Menos mal que siempre tendré a Charo Alonso, profesora ejemplar dentro y fuera del instituto. Algún día hablaré de ella.

Hay costumbres muy agradecidas que se convierten en populares, como esos aplausos a los sanitarios que tratan de salvarnos la vida. Pero en una respuesta a un poema de mi amiga Montserrat Villar González planteé una cuestión. Me preguntaba cuántos de los que abren las ventanas para aplaudir a los sanitarios públicos abrieron en su día con sus votos la puerta a los gobiernos que desmantelaron la sanidad pública española.

Incluso voy más allá: cuántos sanitarios que ahora se ven sin medios para combatir un enemigo que ni sospechaban, votaron también al mismo partido que perpetró durante años esa escabechina.

Si tomamos como termómetro aquellas manifestaciones de las batas blancas los sábados, puedo decir que yo estuve allí para apoyarlos. Yo que no soy usuario de la sanidad pública. Y que cada sábado vi mucho personal administrativo y auxiliar, bastante enfermería, y menos médicos de los que querría. La mayoría andaba a su familia y a sus asuntos, la vocación sanitaria tiene sus horarios. Y lo comprendo: un médico amigo subdirector y coordinador quirúrgico de uno de los grandes hospitales de Madrid, encabezó una rebelión contra Esperanza Aguirre cuando esta quiso hacer un expolio. El médico amigo lo pagó caro y sigue pagando.

Y ya, un último dato que a lo peor es escasamente relevante ¿cuántos médicos españoles se ven obligados a trabajar en los dos bandos, la sanidad pública y la sanidad privada? El primer médico muerto en Madrid por el coronavirus era uno de ellos.

Uno no gana para asombros: la presidenta de Madrid volvió a llamar a su equipo al individuo que ejecutó el desmantelamiento de la sanidad madrileña.

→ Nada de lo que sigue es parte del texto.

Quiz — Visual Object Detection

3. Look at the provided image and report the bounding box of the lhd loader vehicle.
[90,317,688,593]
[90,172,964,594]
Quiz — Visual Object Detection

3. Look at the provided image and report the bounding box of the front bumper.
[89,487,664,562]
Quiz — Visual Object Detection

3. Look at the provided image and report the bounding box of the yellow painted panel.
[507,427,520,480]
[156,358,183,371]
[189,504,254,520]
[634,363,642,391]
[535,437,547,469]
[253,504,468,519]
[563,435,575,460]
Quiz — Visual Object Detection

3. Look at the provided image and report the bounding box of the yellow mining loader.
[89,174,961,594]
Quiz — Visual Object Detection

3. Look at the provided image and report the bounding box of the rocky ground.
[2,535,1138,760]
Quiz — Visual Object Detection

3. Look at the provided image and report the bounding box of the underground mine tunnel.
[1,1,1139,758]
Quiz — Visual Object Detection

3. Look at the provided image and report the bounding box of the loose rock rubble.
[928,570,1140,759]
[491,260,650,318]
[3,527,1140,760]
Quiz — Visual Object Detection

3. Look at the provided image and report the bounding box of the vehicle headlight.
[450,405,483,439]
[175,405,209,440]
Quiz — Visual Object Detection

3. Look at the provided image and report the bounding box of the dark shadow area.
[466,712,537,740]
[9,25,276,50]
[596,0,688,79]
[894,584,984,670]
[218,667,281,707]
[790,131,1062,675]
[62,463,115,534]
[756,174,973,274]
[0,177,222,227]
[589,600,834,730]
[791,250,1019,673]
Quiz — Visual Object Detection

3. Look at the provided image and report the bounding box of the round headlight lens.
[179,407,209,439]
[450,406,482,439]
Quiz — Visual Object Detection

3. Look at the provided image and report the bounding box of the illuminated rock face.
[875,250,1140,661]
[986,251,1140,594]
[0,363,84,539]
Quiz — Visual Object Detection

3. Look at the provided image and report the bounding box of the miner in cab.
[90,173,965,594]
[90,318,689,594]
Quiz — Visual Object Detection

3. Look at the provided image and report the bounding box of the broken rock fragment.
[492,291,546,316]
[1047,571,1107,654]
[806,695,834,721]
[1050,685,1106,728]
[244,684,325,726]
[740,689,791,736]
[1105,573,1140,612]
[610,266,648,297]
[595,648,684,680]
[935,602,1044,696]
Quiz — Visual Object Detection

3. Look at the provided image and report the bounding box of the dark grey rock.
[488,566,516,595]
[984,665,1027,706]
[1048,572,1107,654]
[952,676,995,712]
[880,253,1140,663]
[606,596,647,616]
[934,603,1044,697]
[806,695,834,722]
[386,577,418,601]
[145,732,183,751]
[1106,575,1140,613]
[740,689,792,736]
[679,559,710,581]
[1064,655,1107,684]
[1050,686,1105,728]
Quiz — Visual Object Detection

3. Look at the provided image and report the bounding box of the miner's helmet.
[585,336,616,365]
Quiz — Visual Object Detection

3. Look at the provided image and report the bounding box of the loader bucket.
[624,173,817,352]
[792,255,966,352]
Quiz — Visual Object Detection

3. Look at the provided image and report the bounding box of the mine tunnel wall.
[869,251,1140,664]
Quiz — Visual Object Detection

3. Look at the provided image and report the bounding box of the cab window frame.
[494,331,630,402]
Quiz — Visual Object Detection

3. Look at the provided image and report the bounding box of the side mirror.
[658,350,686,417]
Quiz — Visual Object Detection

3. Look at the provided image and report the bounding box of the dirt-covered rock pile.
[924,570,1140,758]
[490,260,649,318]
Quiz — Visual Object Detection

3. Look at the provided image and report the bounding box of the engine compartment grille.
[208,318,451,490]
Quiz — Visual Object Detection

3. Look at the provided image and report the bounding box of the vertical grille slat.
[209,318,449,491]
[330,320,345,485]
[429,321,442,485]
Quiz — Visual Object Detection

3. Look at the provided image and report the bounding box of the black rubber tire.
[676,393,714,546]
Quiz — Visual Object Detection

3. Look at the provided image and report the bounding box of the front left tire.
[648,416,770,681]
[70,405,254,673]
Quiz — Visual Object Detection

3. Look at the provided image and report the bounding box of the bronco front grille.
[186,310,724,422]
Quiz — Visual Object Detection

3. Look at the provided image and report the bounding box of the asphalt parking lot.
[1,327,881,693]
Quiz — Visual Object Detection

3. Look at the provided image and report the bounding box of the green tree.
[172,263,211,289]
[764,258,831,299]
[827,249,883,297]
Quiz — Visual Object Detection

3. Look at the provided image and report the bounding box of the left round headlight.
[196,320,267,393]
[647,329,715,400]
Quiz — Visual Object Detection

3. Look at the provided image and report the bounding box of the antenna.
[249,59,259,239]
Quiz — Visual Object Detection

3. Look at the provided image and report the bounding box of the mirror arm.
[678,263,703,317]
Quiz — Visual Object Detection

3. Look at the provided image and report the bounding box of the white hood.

Como la clase médica que queda con la dignidad intacta puso el grito en el cielo, acudió a lo de siempre: creación inmediata de una empresa fantasma y que la hija del repudiado se pusiese al frente de ella para gestionar el sector de las residencias, de las que salió Ciudadanos después de tener que llamar al Ejército para que contase los muertos, que ni siquiera eso sabían.

Qué tristeza añadida cuando contemplas la obscenidad de una clase -políticos, medios de comunicación y ciudadanos- que aprovechan la guerra en que el mundo entero lucha por la supervivencia, para sacar réditos personales mediante el acoso o las catacumbas. Lo digo ahora que puedo. Porque mañana a lo peor se cumple la profecía de Charles Boyer y se quitan de en medio una mosca cojonera.

A veces es mejor reflexionar que tocar las palmas.